Для разнообразия Ториан откинулся назад и воздел руки к небу.
— Услышь мою молитву, о святой… — Он осекся и пригляделся повнимательнее. — Рош? — прошептал он, прочитав имя на постаменте. — Этого бога зовут Рош. Кто такой Рош?
Он склонился к земле, а я выпрямился, воздев руки. Это улучшало кровообращение и к тому же выглядело убедительнее.
— Рош — бог истории, приливов и — иногда — памяти.
Я склонился, и Ториан выпрямился.
— Зачем приливам свой бог? — спросил он. — Бог — для того лишь, чтобы толкать воду туда-сюда?
— Не богохульствуй, — шепнул я.
Неожиданно Ториан вскочил и громко, с присвистом выдохнул. Потом выхватил факел у меня из руки и поднял его к лицу бога.
Я тоже встал, глядя на лицо изваяния. Высеченный из старого, выветренного гранита, Рош — симпатичный юнец, обнаженный, почти безбородый — загадочно улыбался нам со своего постамента. В мерцающем свете факела губы его, казалось, шевелились, отчего улыбка казалась еще шире. Я чуть было не поверил, что он вот-вот поднимет руку в приветствии.
Ториан снова рухнул на колени, кланяясь до земли. Только теперь он кланялся мне.
10
Знакомая спина
Я тоже опустился на колени. Ториан все прижимался лицом к булыжнику. Я задумчиво потеребил бороду.
— Это просто совпадение, — сказал я. — Так, случайное сходство.
Ториан не ответил. Я отчетливо слышал, как стучат его зубы.
— Я человек. Омар, меняла историй. Не Рош, не бог.
Ториан медленно выпрямился и посмотрел на меня. Снова глаза его горели двумя маленькими факелами. Скулы над бородой побелели.
— Можешь поклясться, что ты смертей?
— Насколько мне известно, смертей. Я не знаю точно, так как доказать это смогу, только когда умру.
— Сколько тебе лет?
— Ах! Трудный вопрос. Я сам сбился со счета. Больше, чем кажется, во всяком случае. Думаю, боги хранят меня в благодарность за то, что я бываю им полезен. Но я дышу, и потею, и ем, и испражняюсь, как любой человек, и плету небылицы девушкам. — Я улыбнулся ему как можно более естественно, ибо мне было действительно жаль его. — Я трушу, и хвораю, и терпеть не могу брокколи. Это просто случайное сходство. Освещение тут плохое.
— Так ты клянешься, что ты смертный?
— Чтоб Морфит отверг мою душу, если вру! — Конечно, не самая убедительная клятва: будь я бессмертен, Морфит не имел бы надо мной никакой власти.

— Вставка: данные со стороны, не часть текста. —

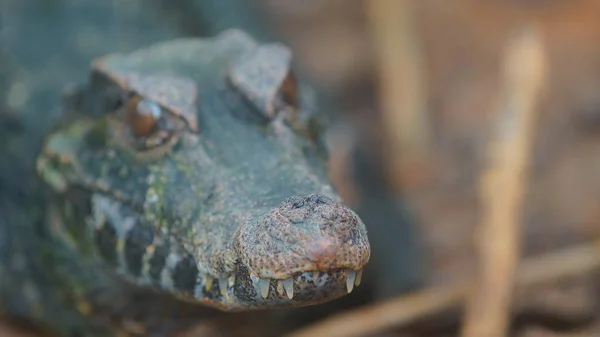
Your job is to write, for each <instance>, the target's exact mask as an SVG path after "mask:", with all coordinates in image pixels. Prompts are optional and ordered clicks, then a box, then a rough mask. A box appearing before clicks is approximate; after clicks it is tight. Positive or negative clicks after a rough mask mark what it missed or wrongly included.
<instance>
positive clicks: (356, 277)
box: [354, 269, 362, 287]
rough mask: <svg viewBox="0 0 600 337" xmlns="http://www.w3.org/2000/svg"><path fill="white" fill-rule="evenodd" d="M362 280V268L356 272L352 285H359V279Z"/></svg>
mask: <svg viewBox="0 0 600 337" xmlns="http://www.w3.org/2000/svg"><path fill="white" fill-rule="evenodd" d="M361 280H362V269H361V270H359V271H357V272H356V279H354V285H355V286H357V287H358V286H359V285H360V281H361Z"/></svg>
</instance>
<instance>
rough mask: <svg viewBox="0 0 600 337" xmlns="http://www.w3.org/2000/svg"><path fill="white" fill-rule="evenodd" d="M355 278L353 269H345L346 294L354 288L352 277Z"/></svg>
mask: <svg viewBox="0 0 600 337" xmlns="http://www.w3.org/2000/svg"><path fill="white" fill-rule="evenodd" d="M355 278H356V272H355V271H354V270H350V269H348V270H346V289H347V290H348V294H349V293H350V292H352V289H353V288H354V279H355Z"/></svg>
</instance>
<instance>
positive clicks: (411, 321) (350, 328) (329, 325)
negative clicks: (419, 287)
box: [285, 238, 600, 337]
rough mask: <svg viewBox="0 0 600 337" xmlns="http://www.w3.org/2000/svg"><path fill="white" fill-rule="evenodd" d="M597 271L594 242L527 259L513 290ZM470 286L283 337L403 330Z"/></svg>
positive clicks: (395, 300) (376, 307) (429, 293)
mask: <svg viewBox="0 0 600 337" xmlns="http://www.w3.org/2000/svg"><path fill="white" fill-rule="evenodd" d="M597 270H600V238H598V239H596V241H594V242H590V243H585V244H580V245H576V246H573V247H570V248H567V249H563V250H559V251H556V252H552V253H548V254H545V255H542V256H539V257H532V258H528V259H526V260H525V261H523V262H522V263H521V265H520V267H519V270H518V273H517V277H516V286H517V287H518V288H532V287H535V286H537V285H540V284H545V283H552V282H558V281H562V280H566V279H569V278H573V277H577V276H581V275H584V274H589V273H592V272H595V271H597ZM472 286H473V283H472V282H462V283H458V284H455V285H449V286H441V287H435V288H431V289H426V290H424V291H421V292H417V293H414V294H411V295H408V296H403V297H398V298H395V299H391V300H388V301H384V302H380V303H375V304H373V305H369V306H365V307H362V308H359V309H356V310H352V311H348V312H346V313H341V314H338V315H335V316H332V317H330V318H328V319H325V320H323V321H320V322H317V323H315V324H314V325H311V326H308V327H304V328H302V329H300V330H297V331H293V332H292V333H290V334H288V335H286V336H285V337H313V336H323V337H361V336H371V335H372V334H374V333H377V332H382V331H386V330H389V329H392V328H398V327H402V326H406V325H408V324H410V323H412V322H414V321H415V320H417V319H420V318H423V317H427V316H433V315H435V314H439V313H441V312H443V311H446V310H450V309H457V308H458V307H459V306H460V305H461V304H462V303H463V300H464V299H465V297H466V295H467V293H468V291H469V289H471V288H472Z"/></svg>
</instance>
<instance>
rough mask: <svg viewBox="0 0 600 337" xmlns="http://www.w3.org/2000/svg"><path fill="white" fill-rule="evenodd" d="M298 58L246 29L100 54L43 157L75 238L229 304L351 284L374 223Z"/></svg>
mask: <svg viewBox="0 0 600 337" xmlns="http://www.w3.org/2000/svg"><path fill="white" fill-rule="evenodd" d="M290 63H291V55H290V52H289V50H288V49H286V48H285V47H283V46H281V45H279V44H268V45H258V44H256V42H254V41H253V40H252V39H251V38H250V37H248V36H247V35H245V34H243V33H241V32H237V31H229V32H225V33H222V34H221V35H220V36H218V37H216V38H215V39H214V40H208V39H180V40H175V41H171V42H166V43H160V44H156V45H153V46H150V47H148V48H146V49H142V50H139V51H136V52H133V53H130V54H114V55H109V56H106V57H104V58H101V59H98V60H96V61H95V62H94V63H93V73H92V76H91V77H90V81H89V83H87V84H86V85H84V86H82V87H80V88H78V89H77V90H76V91H74V93H73V94H72V95H70V98H69V99H68V100H67V104H66V107H67V111H68V115H69V118H68V121H67V122H66V123H64V124H63V125H62V126H60V127H58V128H57V129H56V130H55V131H54V132H53V133H52V134H51V135H50V136H49V137H48V140H47V142H46V145H45V147H44V150H43V153H42V155H41V156H40V158H39V160H38V170H39V172H40V175H41V176H42V177H43V179H44V180H45V181H46V183H47V184H48V185H49V186H50V187H51V188H52V190H54V191H55V192H56V193H57V195H58V196H59V197H58V198H56V202H57V203H60V202H64V203H66V205H63V206H64V207H59V209H65V210H66V211H64V212H63V213H62V214H63V217H64V220H65V221H64V222H65V224H66V226H68V227H69V229H68V230H65V232H68V233H70V234H69V235H71V237H72V241H74V242H77V243H79V246H80V247H83V246H86V247H89V246H92V247H94V249H93V253H91V255H90V256H91V257H92V258H94V259H99V260H100V261H102V262H103V265H104V266H105V267H106V270H107V271H109V272H115V274H116V275H117V276H118V277H121V278H124V279H126V280H128V281H131V282H133V283H135V284H139V285H140V286H147V287H151V288H154V289H156V290H157V291H167V292H171V293H173V294H174V295H175V296H177V297H179V298H183V299H186V300H190V301H196V302H198V301H199V302H201V303H203V304H206V305H211V306H215V307H218V308H222V309H225V310H240V309H241V310H247V309H264V308H278V307H292V306H304V305H310V304H317V303H322V302H326V301H329V300H332V299H335V298H339V297H341V296H343V295H345V294H347V293H349V292H350V291H351V290H352V289H353V287H354V286H355V285H358V284H359V283H360V278H361V273H362V269H363V267H364V266H365V264H366V263H367V262H368V260H369V256H370V247H369V242H368V239H367V234H366V229H365V225H364V224H363V223H362V221H361V220H360V218H359V217H358V216H357V215H356V213H354V212H353V211H352V210H350V209H349V208H347V207H346V206H344V205H343V204H342V203H341V201H340V198H339V197H338V195H337V194H336V192H335V191H334V189H333V187H332V184H331V182H330V180H329V179H328V176H327V171H326V165H325V162H326V160H325V154H324V151H322V142H320V138H319V135H320V133H319V132H315V125H317V124H318V123H315V120H316V119H315V118H316V115H315V114H312V113H311V111H312V109H313V106H312V105H311V104H310V102H311V96H310V95H309V93H310V92H309V91H307V90H308V88H305V87H304V86H302V85H301V84H300V83H299V82H298V81H297V79H296V78H295V76H294V74H293V73H292V71H291V70H290V69H291V68H290ZM73 209H75V210H74V211H73ZM69 210H70V211H69ZM81 249H82V251H83V248H81ZM84 255H85V254H82V257H84Z"/></svg>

Похоже, Ториан не заметил противоречия; он протянул руку словно для пожатия. Я принял ее. Он сжал мне кисть. Наверное, такой хваткой он мог крошить кирпичи. По лицу у меня струился пот, и я закусил губу, пытаясь удержаться от крика боли. В конце концов я негромко взвыл. Только тогда он отпустил меня.
— Ты, чертов свинский высерок! — прохрипел я, растирая руку. — Если б я мог разить молниями, я бы тебе потроха выжег за это! — Я облизал кровь с руки и вытер слезы.
— Если б я не верил, что ты обладаешь сверхчеловеческими силами, — буркнул он, — я бы разорвал тебя в клочья. Что тебе от меня нужно?
— Дружбу. Не больше, но и не меньше.
Его угольно-черные глаза блестели в свете факела, но оставались холодными, как могила.
— Я не разбрасываюсь своей дружбой просто так. Это обязывает жизнью. — Разумеется, он имел в виду воинскую дружбу. Да, воинская дружба — это не то, что возможно предложить простому меняле историй.
— Тогда давай просто договоримся довольствоваться обществом друг друга и вести себя честно.
— Мне не нужно клясться, чтобы вести себя честно, Меняла. Ладно, ты человек забавный, к тому же, похоже, без подвоха. Значит, дружба на таких условиях. Теперь скажи-ка: почему приливов и истории? И почему бог истории — почти мальчишка?